As ICT manager, Riddle led the IT team that moved the organisation from legacy in house systems and processes to a cloud-based architecture.
In the new role, he will continue to undertake large business transformation projects. He will continue to migrate to the cloud, as well as work on several key projects including putting grants processing online, as well as delivering a single view of the customer.
“From a grants processing point of view, we are the largest provider of funds outside of the government.This year, we are processing about $17 million worth of grants so we’re creating an online portal for the applications and the peer review,” he said.
“Another key project is our single view of customer and that is a massive undertaking. We have many disparate data sets across the organisation so I need to map all of that out. I am currently in Stage 3 of the 5-Stage process. I’ve done my discovery stage, which was mapping out all the business rules, the data repositories and data sets and where they reside across the company and how they interact with each other. And then I have moved on to understanding who our customer is.”
Across the organisation, he said he can frame the context of its customers in 52 different ways. “When I start talking about the ‘generic customer’, and creating a single customer view, we need to be able to frame that correctly for whoever is viewing it internally.”
The rollout of the Heart Attack Survivor Support (HASS) project is another big focus for Riddle. “This is a major piece of work we are focusing on. From a technology perspective, we are blending what was traditionally hard copy books and information handed across to heart attack survivors as they are recovering, but also introducing it online.”
Prior to joining the Heart Foundation in April 2016, Riddle was the general manager of marketing information systems for BIG4 Holiday Parks of Australia. He was responsible for advice and direction on effective use of technology including the adoption of web, social media and a reservations system.
During his time at BIG4, he worked on five key tech projects.
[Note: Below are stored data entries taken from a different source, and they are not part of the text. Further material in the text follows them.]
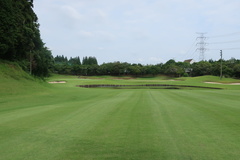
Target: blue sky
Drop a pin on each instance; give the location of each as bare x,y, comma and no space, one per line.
139,31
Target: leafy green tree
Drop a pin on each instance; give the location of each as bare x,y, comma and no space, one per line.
20,36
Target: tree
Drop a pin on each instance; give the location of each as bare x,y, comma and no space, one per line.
20,36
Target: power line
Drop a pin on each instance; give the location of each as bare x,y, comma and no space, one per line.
225,42
190,48
226,35
226,49
202,45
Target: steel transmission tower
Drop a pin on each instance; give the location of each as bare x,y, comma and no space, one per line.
202,46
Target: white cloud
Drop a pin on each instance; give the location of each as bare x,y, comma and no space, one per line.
71,12
149,28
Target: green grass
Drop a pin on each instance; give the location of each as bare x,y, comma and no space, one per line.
65,122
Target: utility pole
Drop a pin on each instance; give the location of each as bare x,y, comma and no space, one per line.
202,45
30,60
221,65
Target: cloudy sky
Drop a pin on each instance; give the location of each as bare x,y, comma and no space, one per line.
140,31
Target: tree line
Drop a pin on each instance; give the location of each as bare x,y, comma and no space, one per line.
73,66
20,38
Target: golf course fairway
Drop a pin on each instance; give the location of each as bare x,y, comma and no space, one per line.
64,122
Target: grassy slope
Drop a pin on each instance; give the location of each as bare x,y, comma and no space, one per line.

For example, he planned, built and delivered on time and in budget BIG4’s new Loyalty program, whose members generate approximately $60 million of yearly revenue direct to parks.
Prior to BIG4, he was the general manager of IT for The Warranty Group, where he designed and led the project to develop AON Warranty’s proprietary phone sales recording and training from concept to the marketplace, creating a return on investment in 9 months.
Fighting the good fight
Riddle said he’s excited to take on the newly created CIO role, and blending his technology and strategic work with the implementation of the company’s objectives. “I took the role because I see so many opportunities associated with the good work that’s being done. Every 27 minutes someone dies from a heart attack across Australia. So we’re fighting the good fight and it is great to be able to be part of that.”
He recognises the main challenges in the role. “We have gone very much from worrying about keeping the lights on to how we engage with the business. From a technology point of view, our role and our mandate is to ensure that we are engaging with the business, and we are delivering what they need to be able to deliver their objectives.”
Before he joined 11 months ago, he said the foundation outsourced all of its internal helpdesk and support as part of its newly created strategy. “So the mandate for us, in the IT department, is to be a business enabler.”